Guidance: Remember, there is probably no ONE correct answer. The important thing is that you justify

your approach.

Q3 In this last question we are going to fit nonparametric regresion models to inflation data. The data frame

is inflation.txt (same place as previously) and consists of 3 columns. The first column is the

country code, column 2 is to be treated as the explanatory variable (Inflation, GDP deflator (annual %))
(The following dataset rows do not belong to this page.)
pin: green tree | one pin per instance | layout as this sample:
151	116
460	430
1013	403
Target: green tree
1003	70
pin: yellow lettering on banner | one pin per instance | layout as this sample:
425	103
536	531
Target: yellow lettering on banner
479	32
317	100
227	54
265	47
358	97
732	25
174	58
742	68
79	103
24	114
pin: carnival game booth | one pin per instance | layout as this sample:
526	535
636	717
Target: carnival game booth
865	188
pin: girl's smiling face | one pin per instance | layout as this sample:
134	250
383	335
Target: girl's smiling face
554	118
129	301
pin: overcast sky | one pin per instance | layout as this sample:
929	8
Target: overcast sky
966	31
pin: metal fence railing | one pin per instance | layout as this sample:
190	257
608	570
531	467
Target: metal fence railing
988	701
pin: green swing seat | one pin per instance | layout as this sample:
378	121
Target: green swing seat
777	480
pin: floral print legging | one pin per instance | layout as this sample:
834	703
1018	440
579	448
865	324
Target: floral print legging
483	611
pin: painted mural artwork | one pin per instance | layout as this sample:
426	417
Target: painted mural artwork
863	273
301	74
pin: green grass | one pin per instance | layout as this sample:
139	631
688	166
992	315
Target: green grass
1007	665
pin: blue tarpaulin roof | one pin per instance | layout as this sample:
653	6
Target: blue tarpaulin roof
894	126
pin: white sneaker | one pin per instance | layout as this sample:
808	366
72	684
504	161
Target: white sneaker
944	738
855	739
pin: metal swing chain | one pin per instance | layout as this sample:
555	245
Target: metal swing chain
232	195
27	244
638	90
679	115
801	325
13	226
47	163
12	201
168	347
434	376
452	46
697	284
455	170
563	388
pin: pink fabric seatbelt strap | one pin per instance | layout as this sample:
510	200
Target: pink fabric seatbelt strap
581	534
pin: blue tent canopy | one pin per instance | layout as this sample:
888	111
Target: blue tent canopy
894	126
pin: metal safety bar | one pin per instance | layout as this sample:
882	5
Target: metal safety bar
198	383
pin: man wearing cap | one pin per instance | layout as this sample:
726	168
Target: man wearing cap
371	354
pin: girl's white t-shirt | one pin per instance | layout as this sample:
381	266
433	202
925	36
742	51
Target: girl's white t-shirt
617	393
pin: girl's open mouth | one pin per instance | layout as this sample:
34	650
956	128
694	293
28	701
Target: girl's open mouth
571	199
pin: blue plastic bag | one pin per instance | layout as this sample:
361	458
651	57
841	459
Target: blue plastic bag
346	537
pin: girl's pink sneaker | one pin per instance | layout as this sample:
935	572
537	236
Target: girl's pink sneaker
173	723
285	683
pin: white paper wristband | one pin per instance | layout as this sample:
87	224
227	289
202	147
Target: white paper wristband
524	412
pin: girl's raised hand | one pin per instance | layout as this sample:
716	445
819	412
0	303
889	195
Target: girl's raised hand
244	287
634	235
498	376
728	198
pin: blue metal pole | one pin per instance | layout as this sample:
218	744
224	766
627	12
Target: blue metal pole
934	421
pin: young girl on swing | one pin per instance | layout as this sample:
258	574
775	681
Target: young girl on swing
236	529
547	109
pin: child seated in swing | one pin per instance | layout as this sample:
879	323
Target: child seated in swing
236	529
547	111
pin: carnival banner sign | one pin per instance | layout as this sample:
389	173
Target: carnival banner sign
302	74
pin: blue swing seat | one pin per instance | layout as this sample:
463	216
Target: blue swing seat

and column 3 the response (Inflation, consumer prices (annual %)).

You may find the code used in lectures to be useful for this question.

(i) Using the data (xi

, yi) in the data frame, create a scatter plot of the data and add nonparametric

regression lines which shows the fitted value mˆ (x) for x in the range (−5, 50). Plot one graph which

shows the Nadaraya-Watson estimate for smoothing parameters h = 1, 2, 5, 10, and a separate

graph which shows the local linear estimates for the same four values of h. Comment on these

graphs.

(ii) For each of the 8 estimates computed in part (i), find the predicted value mˆ (x) when x = −4.2.

Arrange these values in a suitable 2 × 4 table.

(iii) Using leave-one-out cross-validation find the “optimal” choice of h in the range (.7, 2.7) for the

NW estimate, and (1.7, 3.0) for the LL estimate. In the same plot draw the lines corresponding to

the cross-validation functions as a function of h.

(iv) Replot the data, and draw on the fitted nonparametric regression lines corresponding to the optimal

values of h. Comment on the fits.

Predict mˆ (x) for x = −4.2 using the corresponding optimal values of h for the NW and LL

estimates respectively. Which of these predictions do you think will be better, and why?